Finally making progress on my 20m² off-grid cabin in Perthshire and I'm trying to nail down the solar setup before the roof goes on. I've been going back and forth on panel capacity and currently leaning towards 400W (two 200W panels) feeding into a 100Ah 12V LiFePO4 battery via a Victron 75/15 MPPT. Main loads are LED lighting, a 12V compressor fridge (about 45Ah/day in summer), laptop charging, and a small water pump. No inverter loads to speak of.

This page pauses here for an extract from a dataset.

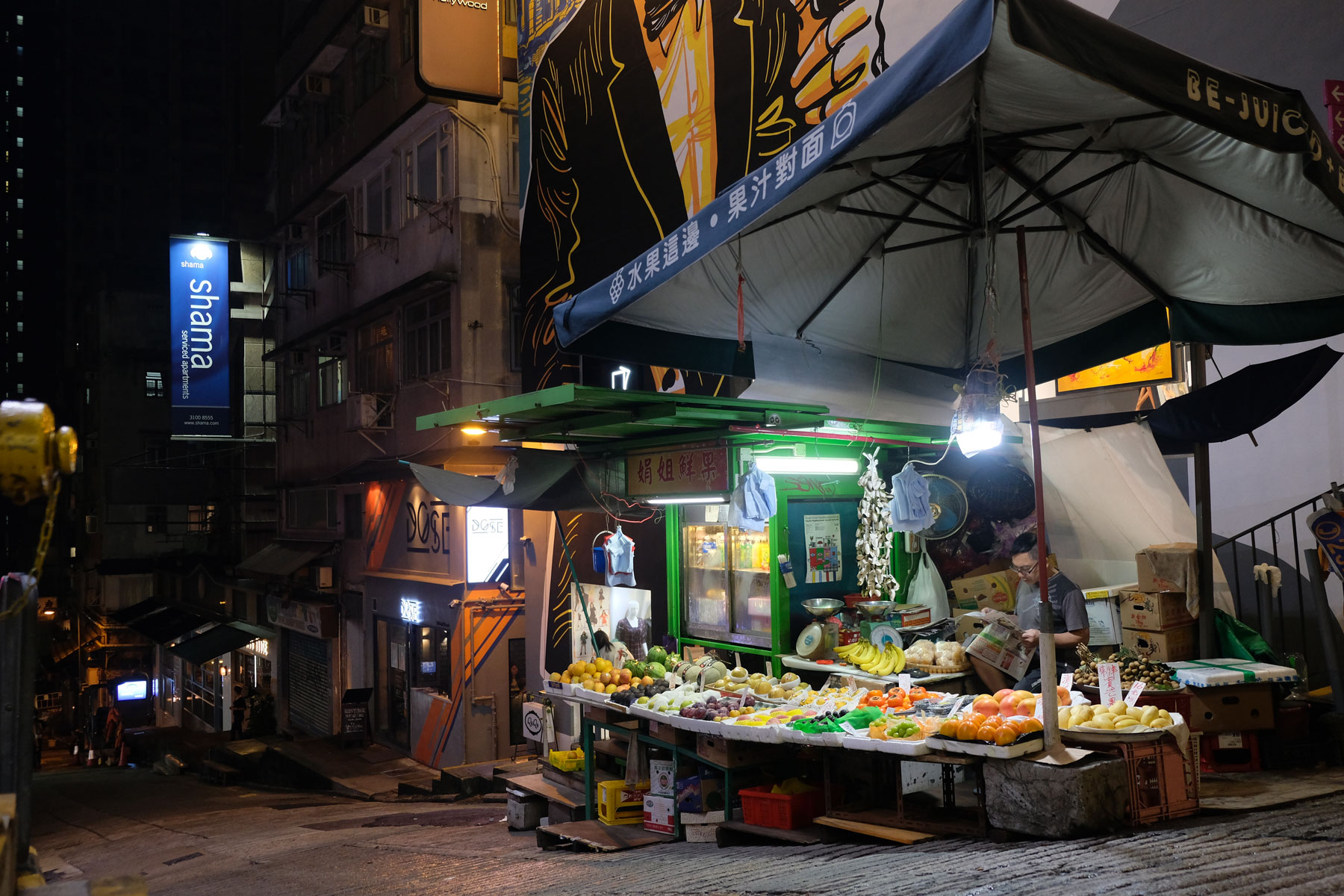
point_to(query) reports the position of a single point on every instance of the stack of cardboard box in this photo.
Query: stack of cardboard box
(1154, 617)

The honest worry is the Scottish winter. I know December and January are brutal up here — we're talking maybe 1–1.5 peak sun hours on a good day, and plenty of weeks where it barely gets above the horizon. Even with the panels tilted steeper for the low sun angle I'm struggling to see how 400W pulls enough in to keep the battery topped up without a backup source. Has anyone run similar numbers through PVGis for Scotland and found it genuinely viable, or is it basically guaranteed you'll need a generator or wind turbine top-up?
I do have a small Jackery 500 kicking about that I could use as a bridge, and there's a decent burn nearby so micro-hydro is theoretically on the table — though that feels like a whole other project. Wondering if the simpler fix is just bumping to 600W of panels and a bigger battery, maybe 200Ah, and accepting some generator use in the worst weeks rather than overcomplicating things.
Has anyone here actually lived in or used a cabin at this latitude through winter on solar alone, or is some form of backup essentially non-negotiable above the central belt?